REPUBLIKA.CO.ID, SEOUL-- Korea Selatan (Korsel) mengonfirmasikan 168 kasus infeksi virus corona pada Jumat (4/9). Laporan itu sekaligus menjadi jumlah kasus harian terendah sejak Korsel memberlakukan kembali peraturan pembatasan sosial yang ketat pada tiga pekan yang lalu.
Pada Sabtu (5/9), Pusat Pengendalian dan Pencegahan Penyakit (KCDC) Korsel melaporkan total kasus infeksi menjadi 21.010. Sementara itu, 333 pasien di antaranya meninggal dunia.
Jumlah kasus infeksi pada Jumat kemarin menjadi yang terendah sejak Negeri Ginseng diterpa gelombang kedua wabah Covid-19. Gereja yang anggotanya menghadiri unjuk rasa politik pada 15 Agustus lalu sempat menjadi pusat wabah yang baru.
Dalam tiga hari terakhir, jumlah kasus infeksi harian di bawah 200 setelah sempat mencapai puncaknya pada pekan lalu dengan laporan 441 kasus baru dalam satu hari. Hal ini menandakan peraturan pembatasan sosial yang ketat mulai berdampak baik.
Demi memutus rantai penularan, Korsel menerapkan kebijakan yang belum pernah diterapkan sebelumnya. Seperti membatasi jam operasi tempat makan di metropolitian Seoul yang saat ini menjadi pusat wabah.
Korsel juga melarang makan di luar setelah jam 21.00 serta membatasi kedai kopi dan toko roti untuk melakukan pengiriman. Pemerintah memperpanjang peraturan ini hingga 13 September dengan alasan masih perlu waktu lebih lama untuk menekan angka kasus penularan.
"Angkanya memang menunjukkan tren penurunan tapi masih terlalu dini bagi kami untuk melonggarkannya," kata Menteri Kesehatan Korsel Pak Neung-hoo.
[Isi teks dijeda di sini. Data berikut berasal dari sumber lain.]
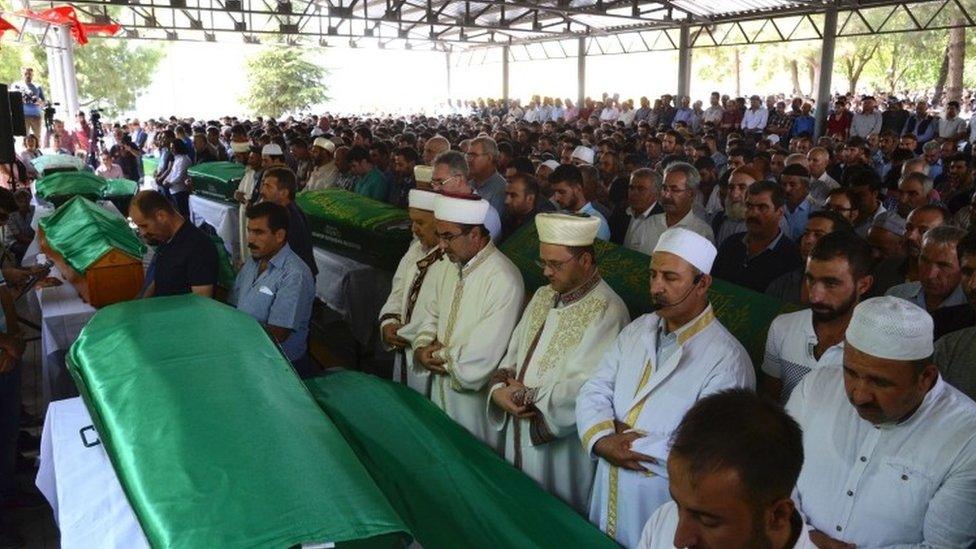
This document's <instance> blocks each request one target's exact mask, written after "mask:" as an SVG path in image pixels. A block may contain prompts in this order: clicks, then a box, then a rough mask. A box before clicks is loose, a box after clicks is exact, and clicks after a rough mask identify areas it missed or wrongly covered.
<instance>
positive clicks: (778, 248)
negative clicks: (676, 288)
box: [712, 232, 801, 292]
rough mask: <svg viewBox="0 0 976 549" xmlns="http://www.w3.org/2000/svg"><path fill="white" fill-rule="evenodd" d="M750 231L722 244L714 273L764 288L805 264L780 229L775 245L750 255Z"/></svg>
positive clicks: (713, 272) (740, 281) (726, 277)
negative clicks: (748, 245) (746, 245)
mask: <svg viewBox="0 0 976 549" xmlns="http://www.w3.org/2000/svg"><path fill="white" fill-rule="evenodd" d="M745 236H746V233H744V232H742V233H737V234H734V235H732V236H730V237H728V238H727V239H725V242H722V244H721V245H720V246H719V248H718V256H716V257H715V264H714V265H713V266H712V276H714V277H715V278H719V279H721V280H725V281H726V282H731V283H733V284H738V285H740V286H745V287H746V288H749V289H750V290H755V291H757V292H764V291H766V288H767V287H768V286H769V283H770V282H772V281H773V280H775V279H777V278H779V277H780V276H782V275H784V274H786V273H788V272H790V271H792V270H794V269H799V268H800V266H801V261H800V252H799V251H798V250H797V249H796V245H795V244H793V241H792V240H790V239H789V238H788V237H787V236H786V235H784V234H783V233H780V236H779V237H778V240H776V241H775V244H774V245H773V246H772V247H771V248H766V249H765V250H763V251H761V252H759V253H758V254H757V255H755V256H753V257H749V253H748V251H747V250H748V249H747V247H746V242H745Z"/></svg>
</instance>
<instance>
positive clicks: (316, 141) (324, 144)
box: [312, 137, 335, 152]
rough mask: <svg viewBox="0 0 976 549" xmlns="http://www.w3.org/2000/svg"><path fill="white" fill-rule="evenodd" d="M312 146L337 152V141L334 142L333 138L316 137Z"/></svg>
mask: <svg viewBox="0 0 976 549" xmlns="http://www.w3.org/2000/svg"><path fill="white" fill-rule="evenodd" d="M312 146H313V147H318V148H320V149H323V150H326V151H329V152H335V143H333V142H332V140H331V139H326V138H324V137H316V138H315V141H312Z"/></svg>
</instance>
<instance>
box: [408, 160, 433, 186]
mask: <svg viewBox="0 0 976 549" xmlns="http://www.w3.org/2000/svg"><path fill="white" fill-rule="evenodd" d="M413 179H414V181H416V182H418V183H430V182H431V181H432V180H433V179H434V167H433V166H425V165H423V164H420V165H418V166H414V167H413Z"/></svg>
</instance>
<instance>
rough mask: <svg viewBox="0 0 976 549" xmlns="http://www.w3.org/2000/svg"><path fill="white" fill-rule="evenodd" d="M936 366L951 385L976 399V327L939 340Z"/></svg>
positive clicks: (962, 331)
mask: <svg viewBox="0 0 976 549" xmlns="http://www.w3.org/2000/svg"><path fill="white" fill-rule="evenodd" d="M935 365H936V366H938V367H939V372H941V374H942V379H944V380H945V381H946V382H947V383H948V384H949V385H952V386H953V387H955V388H956V389H959V390H960V391H962V392H963V393H965V394H966V395H967V396H969V398H972V399H976V327H970V328H963V329H962V330H958V331H955V332H951V333H948V334H946V335H944V336H942V337H941V338H939V340H938V341H936V342H935Z"/></svg>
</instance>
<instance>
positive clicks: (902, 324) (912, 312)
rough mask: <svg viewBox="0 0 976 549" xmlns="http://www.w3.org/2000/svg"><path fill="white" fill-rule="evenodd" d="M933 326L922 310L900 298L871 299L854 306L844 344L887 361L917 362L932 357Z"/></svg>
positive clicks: (931, 322) (932, 347)
mask: <svg viewBox="0 0 976 549" xmlns="http://www.w3.org/2000/svg"><path fill="white" fill-rule="evenodd" d="M933 326H934V324H933V322H932V317H931V316H929V314H928V313H927V312H925V309H923V308H921V307H919V306H918V305H915V304H914V303H912V302H910V301H908V300H906V299H901V298H900V297H894V296H884V297H873V298H871V299H868V300H866V301H863V302H861V303H859V304H858V306H857V307H854V314H853V315H851V322H850V324H848V325H847V333H846V334H845V336H846V338H847V344H848V345H850V346H851V347H854V348H855V349H857V350H858V351H861V352H862V353H866V354H869V355H871V356H873V357H877V358H883V359H888V360H906V361H907V360H921V359H924V358H929V357H930V356H932V353H933V351H934V346H933V344H932V338H933V332H934V327H933Z"/></svg>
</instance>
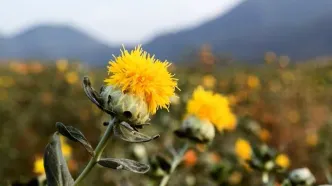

Upaya untuk menekan angka kasus baru ini diperumit aksi mogok kerja yang dilakukan 16 ribu doktor residen dan magang. Mereka menentang rencana pemerintah untuk reformasi sektor kesehatan agar lebih siap menghadapi pandemi.
Pada Jumat kemarin organisasi kesehatan tertinggi di Korsel sudah sepakat dengan pemerintah untuk mengakhiri aksi mogok kerja. Para dokter muda menolak kesepakatan tersebut dan berjanji akan melanjutkan aksi mereka.